Transverse guide rollers are generally known as shown, for example, in German Offenlegungsschriften 2,636,656; 2,641,637; 2,935,386; and 3,704,512. A common feature of these transverse guide rollers is that the rolling bearing necessary for the rotational bearing for the horizontally aligned transverse guide roller is sealed by a horizontally disposed seal which, in turn, is overlapped by a stationary disc to prevent the access of coarse dirt particles. Although this cover disc can prevent the access of coarse dirt particles into the seal, it cannot prevent the access of water. Specific operating conditions and treatment for such transverse guide include water splashing up when driving through puddles, flooding when driving through very deep puddles, spraying with a high-pressure jet when cleaning the vehicle, in particular in the region of the wheel guards, and melting of snow lying on top.
As a result of these treatments and conditions, water can also penetrate a labyrinth in the region of the disc overlapping the seal and reach as far as the seal protecting the rolling bearings. Although the seals are watertight, at least when new, an underpressure builds up inside the bearing when the bearing, warm from operating, cools down, the underpressure sucks water lying outside the seal into the inside of the bearing.
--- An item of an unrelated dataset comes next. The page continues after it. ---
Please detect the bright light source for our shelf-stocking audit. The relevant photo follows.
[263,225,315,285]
In addition, dirt is also brought, together with the water, into the region of the sealing lips, and exerts an abrasive action and adversely affects the seal over time. As the structural space accommodating the rolling bearings has been closed from beneath by static seals, the water which has penetrated can no longer leave through the bottom, so that the bearing fills with water after a relatively short time. This greatly affects the lifetime of the bearings. In the event of frost, water which has penetrated also results in the complete suppression of the bearing function because the water which has frozen to form ice effectively preventing the rolling bearing from rotating. The transverse guide rollers grind along the road-side transverse guide webs and are ground flat very quickly. Repair then becomes essential within a very short time.
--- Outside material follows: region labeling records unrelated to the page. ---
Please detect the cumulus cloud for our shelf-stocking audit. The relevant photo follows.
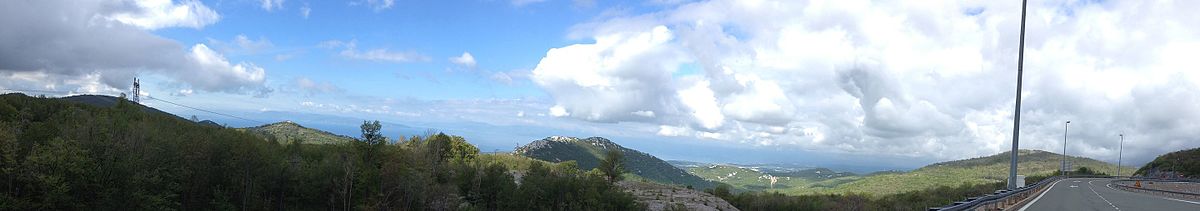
[510,0,546,7]
[0,1,270,96]
[450,52,475,68]
[209,35,275,54]
[350,0,396,12]
[532,26,683,122]
[259,0,286,12]
[530,0,1200,163]
[295,77,344,95]
[105,0,221,30]
[320,41,431,62]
An object of the present invention is to improve such a transverse guide roller and its bearing, so that the damage encountered in conventional constructions can be reliably avoided and a relatively long lifetime of the bearings can be expected.
This object has been achieved according to the present invention by widening a journal which supports the transverse guide roller in a bell-shaped fashion to form a bearing bell which covers the entire rolling bearing arrangement from above and receives an outer ring of the roller bearing. The wheel body can be designed in the shape of a cup with an upwardly pointing opening and with a bearing journal projecting from the cup bottom on which the inner ring of the roller bearing is fixed.
As a result of the arrangement of the rolling bearing inside a bell closed at the top, under the conditions stated above, it is normally impossible for water to get as far as the locations of the rolling bearings because they are overlapped from above by closed walls which extend as far as the underside of the rolling bearing. Nevertheless, should water, in the event of flooding, have access to the location of the bearing, this water can immediately flow out downwards, by gravitational force through discharge orifices provided at the lowest point in the cup bottom, before being able to cause any damage to the bearing. Sprayed water which penetrates the guide roller runs over the outside of the bearing bell and flows out again at the bottom at the discharge orifices.